Chapter 356 Like a Comfy Blanket (The Next Day)
Like a Comfy Blanket
(The Next Day)
Can pixies dream?
I guess maybe a better question is, should we dream? I slept last night. Or maybe it was in the afternoon? Truth be told, thanks to my blindness, I can always fall prey to the problems posed by non-24. That is, my blindness makes it so I have a hard time synchronizing with the ebbs and flows of the world. Normally I rely on Zero's double dose of sleeping for the both of us to help me overcome any issues.
With Zero sleeping for the two of us, I can get twice as much done. Also, with my range of vision the distance that it is, I can see and notice things relatively quickly, and adjust.
People forming up at the school yard? Probably time for me to start teaching.
People gathering in a grand assembly area? Probably means I need to be present to at least hear information.
Fortunately, my Simulacrums much like me, are very curious creatures, meaning they will often listen to such assemblies. They also try to Positional Switch with me, when they know certain events that I need to address are presented.
Thus my Simulacrums and I work as a well oiled task completion machine.
Of course, I don't get the experience from quests and tasks that they complete until I sleep. Meaning the longer the time in between sleeping events, the more experience notifications I need to address before I can get to points of interest that caused me to want to sleep and relax in the first place.
That is why, my first few moments while sleeping are so annoying, as I feel the constant ping of the success of my me-minions. Though that sounds a bit derogatory towards me, and my various aspects that each Simulacrum has come to represent.
Even now I know that I need to provide four new names for my Simulacrums, a feat that seems to be demanded almost immediately upon sleeping.
Though to be fair, after my amazing naming convention for the first four, I've hit somewhat of a dead end on what the others should be called.
I mean with names like Rune-Ulacrum, Heal-Ulacrum, Fae-Ulacrum, and Ship-Ulacrum, we all know who they are, what their specialty is, and most importantly who could fill in for me for any specific task.
That is why I want to be somewhat more judicious with these last four. I know the copilot with Ship-Ulacrum deserves a name. But I don't want to go with Copilot or other related tasks, as I feel that would cause the Simulacrum to take on a subservient role that all but limits her, aka my, autonomy. That is why I ultimately decided to go with a better name for a ship rider.
Taking a deep breath, in my dream like state, I focus my mind and smile as I realize at least part of me will get to fulfill my secret wish of a career path I could only dream about having.

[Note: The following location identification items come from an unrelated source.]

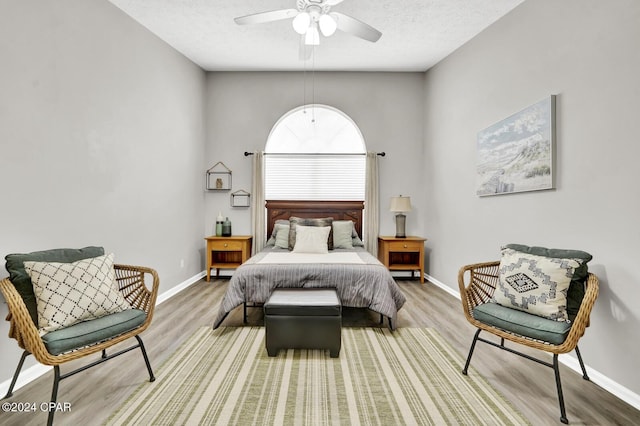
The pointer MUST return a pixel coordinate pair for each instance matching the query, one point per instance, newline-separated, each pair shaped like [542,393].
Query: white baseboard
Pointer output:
[177,289]
[595,376]
[28,375]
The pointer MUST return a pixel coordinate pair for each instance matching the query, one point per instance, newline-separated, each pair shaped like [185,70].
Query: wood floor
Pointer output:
[94,394]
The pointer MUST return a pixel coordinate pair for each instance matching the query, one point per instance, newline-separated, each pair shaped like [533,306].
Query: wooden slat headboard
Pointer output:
[338,210]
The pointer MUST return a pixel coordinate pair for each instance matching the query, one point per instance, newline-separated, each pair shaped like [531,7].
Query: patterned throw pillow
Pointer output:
[68,293]
[293,221]
[311,239]
[535,284]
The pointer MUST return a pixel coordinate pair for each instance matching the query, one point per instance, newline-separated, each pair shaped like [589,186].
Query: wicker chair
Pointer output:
[477,284]
[131,283]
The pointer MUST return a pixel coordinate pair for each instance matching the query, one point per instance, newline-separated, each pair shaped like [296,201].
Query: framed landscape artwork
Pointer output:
[517,153]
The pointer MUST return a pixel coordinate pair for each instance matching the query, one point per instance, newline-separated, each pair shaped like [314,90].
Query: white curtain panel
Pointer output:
[371,205]
[258,215]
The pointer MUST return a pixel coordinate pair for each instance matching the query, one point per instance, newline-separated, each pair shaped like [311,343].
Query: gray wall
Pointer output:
[101,141]
[242,108]
[586,52]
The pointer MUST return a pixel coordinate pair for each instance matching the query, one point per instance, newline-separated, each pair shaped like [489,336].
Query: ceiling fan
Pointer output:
[313,15]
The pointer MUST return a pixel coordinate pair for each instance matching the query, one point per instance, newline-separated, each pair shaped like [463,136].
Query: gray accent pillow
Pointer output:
[535,284]
[293,221]
[21,280]
[577,286]
[342,234]
[272,238]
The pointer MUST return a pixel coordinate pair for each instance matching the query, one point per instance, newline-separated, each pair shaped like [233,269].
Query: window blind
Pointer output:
[314,177]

Name and Acting Simulacrum Title: Pirate-Ulacrum: A name befitting the Simulacrum associated with exploring, stealing, and fighting in unknown lands and areas, finding adventure and suspense with every action. Described Effect: All exploration and activities involving fighting new opponents are increased. Registering the good ship Prankenstein as your true home, further bonuses are offered after immediately disembarking Prakenstein for adventure and chaos. Bonuses: All skill related actions increased by 30% when in defense of Prankenstein, and after disembarking the Praknestein in unknown areas, for an hour or until your return. All fighting, Stealing, and Exploration related skills are increased by an additional 20% bonus |
.
Seeing that update, I smile knowing that part of me will be able to provide tales of exploration, stealing, and survival when I sleep next. This one will be perfect, as their bonuses will also hopefully help with the upcoming mock battles. While they might miss the 30% deployment bonus from the Prankenstein, their combat bonuses will make up for the difference.

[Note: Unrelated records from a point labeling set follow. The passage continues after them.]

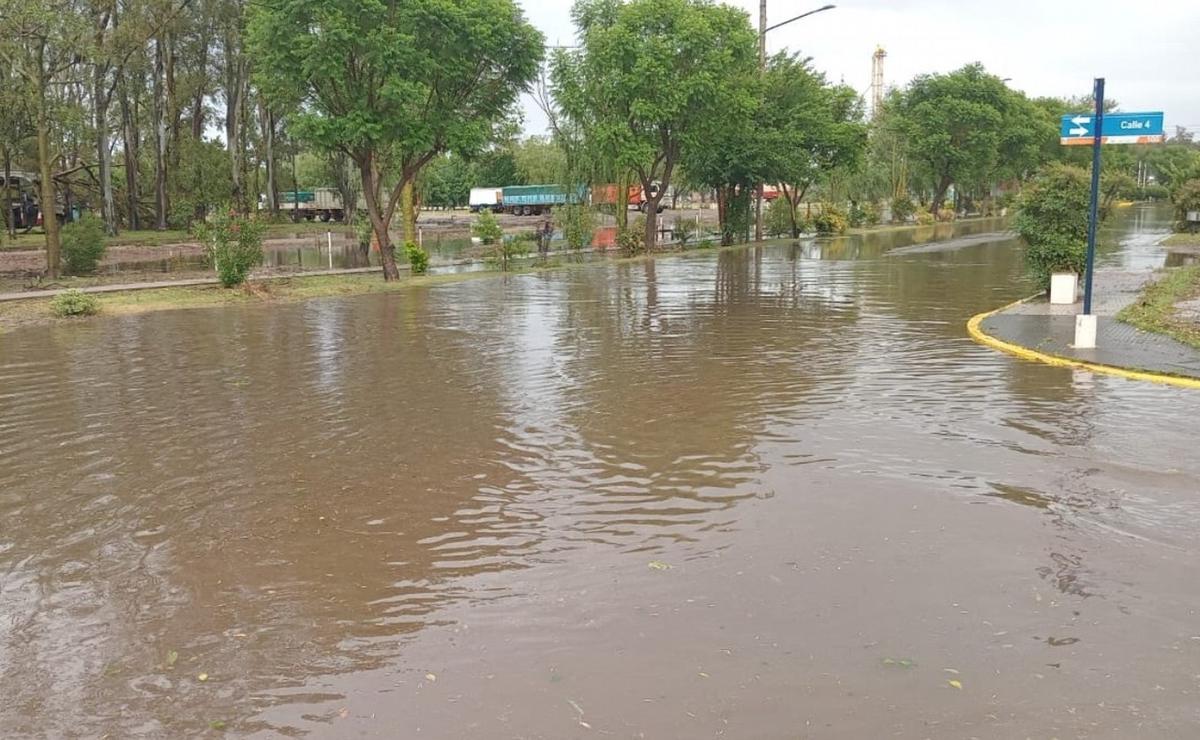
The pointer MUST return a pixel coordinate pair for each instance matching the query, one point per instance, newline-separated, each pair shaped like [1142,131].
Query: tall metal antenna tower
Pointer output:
[877,80]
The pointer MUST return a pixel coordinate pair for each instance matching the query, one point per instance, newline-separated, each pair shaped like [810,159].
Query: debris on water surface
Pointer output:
[903,662]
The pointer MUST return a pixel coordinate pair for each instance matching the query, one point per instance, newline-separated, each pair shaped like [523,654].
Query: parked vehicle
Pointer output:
[25,199]
[323,203]
[538,199]
[486,199]
[606,194]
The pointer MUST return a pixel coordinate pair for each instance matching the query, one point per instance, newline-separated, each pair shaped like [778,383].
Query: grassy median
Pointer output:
[1156,308]
[34,312]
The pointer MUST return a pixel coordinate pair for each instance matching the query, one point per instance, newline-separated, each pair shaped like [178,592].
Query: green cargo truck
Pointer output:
[537,199]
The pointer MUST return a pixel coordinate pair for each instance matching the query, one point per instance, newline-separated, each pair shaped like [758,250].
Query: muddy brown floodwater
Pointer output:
[765,493]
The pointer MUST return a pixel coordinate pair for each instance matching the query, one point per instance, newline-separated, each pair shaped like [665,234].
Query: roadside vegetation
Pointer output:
[1157,308]
[108,108]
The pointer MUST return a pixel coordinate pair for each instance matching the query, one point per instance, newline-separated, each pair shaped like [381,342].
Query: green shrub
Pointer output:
[829,221]
[864,215]
[738,217]
[1155,191]
[778,220]
[903,209]
[486,228]
[83,245]
[509,248]
[418,258]
[631,240]
[75,304]
[577,223]
[1186,198]
[234,245]
[1051,217]
[364,232]
[684,230]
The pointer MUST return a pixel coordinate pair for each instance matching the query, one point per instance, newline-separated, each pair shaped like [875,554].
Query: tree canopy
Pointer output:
[653,79]
[393,84]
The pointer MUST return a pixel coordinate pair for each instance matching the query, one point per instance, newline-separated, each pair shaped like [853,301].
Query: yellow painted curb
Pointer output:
[977,334]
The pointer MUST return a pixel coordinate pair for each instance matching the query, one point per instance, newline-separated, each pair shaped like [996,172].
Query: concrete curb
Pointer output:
[976,330]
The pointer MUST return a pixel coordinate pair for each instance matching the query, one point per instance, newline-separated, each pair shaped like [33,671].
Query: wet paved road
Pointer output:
[769,493]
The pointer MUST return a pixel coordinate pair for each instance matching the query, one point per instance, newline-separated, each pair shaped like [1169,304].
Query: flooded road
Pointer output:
[763,493]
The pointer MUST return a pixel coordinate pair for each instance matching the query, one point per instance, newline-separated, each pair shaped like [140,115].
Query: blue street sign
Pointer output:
[1079,128]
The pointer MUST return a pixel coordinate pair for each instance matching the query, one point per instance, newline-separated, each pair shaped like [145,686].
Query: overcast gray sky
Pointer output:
[1147,52]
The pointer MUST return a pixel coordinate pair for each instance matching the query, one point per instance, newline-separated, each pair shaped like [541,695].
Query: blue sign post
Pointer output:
[1096,130]
[1079,128]
[1097,125]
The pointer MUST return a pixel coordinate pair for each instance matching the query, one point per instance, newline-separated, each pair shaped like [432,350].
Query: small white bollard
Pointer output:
[1085,331]
[1063,288]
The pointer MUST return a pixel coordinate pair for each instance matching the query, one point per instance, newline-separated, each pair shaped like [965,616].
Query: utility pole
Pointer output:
[763,29]
[762,71]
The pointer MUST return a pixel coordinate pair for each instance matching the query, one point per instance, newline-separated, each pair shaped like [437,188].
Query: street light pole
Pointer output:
[763,29]
[762,71]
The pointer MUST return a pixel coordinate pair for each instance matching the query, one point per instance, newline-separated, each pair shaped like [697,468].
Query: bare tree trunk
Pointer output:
[102,97]
[623,200]
[378,222]
[273,186]
[652,218]
[105,160]
[235,89]
[160,137]
[408,211]
[47,199]
[342,178]
[9,221]
[130,133]
[199,210]
[943,185]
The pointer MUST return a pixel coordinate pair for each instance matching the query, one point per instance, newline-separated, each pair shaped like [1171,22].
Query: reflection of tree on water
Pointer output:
[271,509]
[666,383]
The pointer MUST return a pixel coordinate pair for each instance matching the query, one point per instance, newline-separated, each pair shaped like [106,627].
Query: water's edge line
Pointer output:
[976,330]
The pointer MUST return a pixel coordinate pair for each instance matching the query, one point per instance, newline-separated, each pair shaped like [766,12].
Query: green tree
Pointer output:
[809,128]
[391,98]
[43,40]
[651,80]
[540,161]
[447,181]
[1051,217]
[967,127]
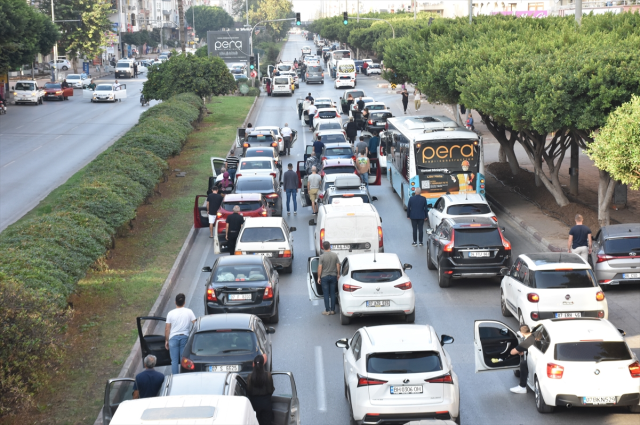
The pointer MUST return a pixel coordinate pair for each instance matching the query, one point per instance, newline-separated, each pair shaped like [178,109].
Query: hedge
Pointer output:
[42,258]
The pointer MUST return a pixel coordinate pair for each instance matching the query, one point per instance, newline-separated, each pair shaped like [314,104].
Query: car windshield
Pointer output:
[404,362]
[561,279]
[468,209]
[376,276]
[592,351]
[262,234]
[220,343]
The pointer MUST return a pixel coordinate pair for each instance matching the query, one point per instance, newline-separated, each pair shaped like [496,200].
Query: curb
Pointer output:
[532,231]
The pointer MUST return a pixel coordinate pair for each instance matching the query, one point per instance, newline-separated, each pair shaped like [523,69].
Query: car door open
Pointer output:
[492,344]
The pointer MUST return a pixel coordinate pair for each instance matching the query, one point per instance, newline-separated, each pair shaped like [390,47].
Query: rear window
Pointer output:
[469,209]
[405,362]
[558,279]
[592,351]
[262,234]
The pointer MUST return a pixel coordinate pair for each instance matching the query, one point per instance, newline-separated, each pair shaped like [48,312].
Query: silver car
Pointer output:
[615,256]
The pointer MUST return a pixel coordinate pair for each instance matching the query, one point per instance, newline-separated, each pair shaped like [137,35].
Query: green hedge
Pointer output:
[42,258]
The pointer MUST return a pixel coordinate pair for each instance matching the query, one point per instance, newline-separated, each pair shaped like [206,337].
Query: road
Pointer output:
[304,341]
[42,146]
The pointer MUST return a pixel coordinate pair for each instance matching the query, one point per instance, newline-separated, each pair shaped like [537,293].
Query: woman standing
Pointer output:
[259,390]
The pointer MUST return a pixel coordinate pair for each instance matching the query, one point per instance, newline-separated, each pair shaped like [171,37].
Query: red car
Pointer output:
[55,91]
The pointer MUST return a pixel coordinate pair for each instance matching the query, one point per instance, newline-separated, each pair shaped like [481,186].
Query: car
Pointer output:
[55,91]
[243,284]
[459,205]
[579,362]
[467,247]
[551,285]
[267,186]
[268,236]
[615,255]
[399,373]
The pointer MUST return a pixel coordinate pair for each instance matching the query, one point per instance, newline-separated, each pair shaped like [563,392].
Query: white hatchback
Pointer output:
[399,373]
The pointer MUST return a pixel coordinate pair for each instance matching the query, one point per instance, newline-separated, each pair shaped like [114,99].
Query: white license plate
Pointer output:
[385,303]
[567,315]
[599,400]
[406,389]
[225,368]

With the first one completed and accepted, I know I have to do the others quickly, before they conspire more against me. That is why I next focus on that one Simulacrum who started the process of trying to single handedly set off my PTSD by trying to terraform the world to be a more magical place. Not that I am against the process of terraforming, or making our world more magical. It's more of how I got the skills to learn to terraform so effectively that cause me remember my time in captivity. It was a month, well technically just under a full month, but that is a long time.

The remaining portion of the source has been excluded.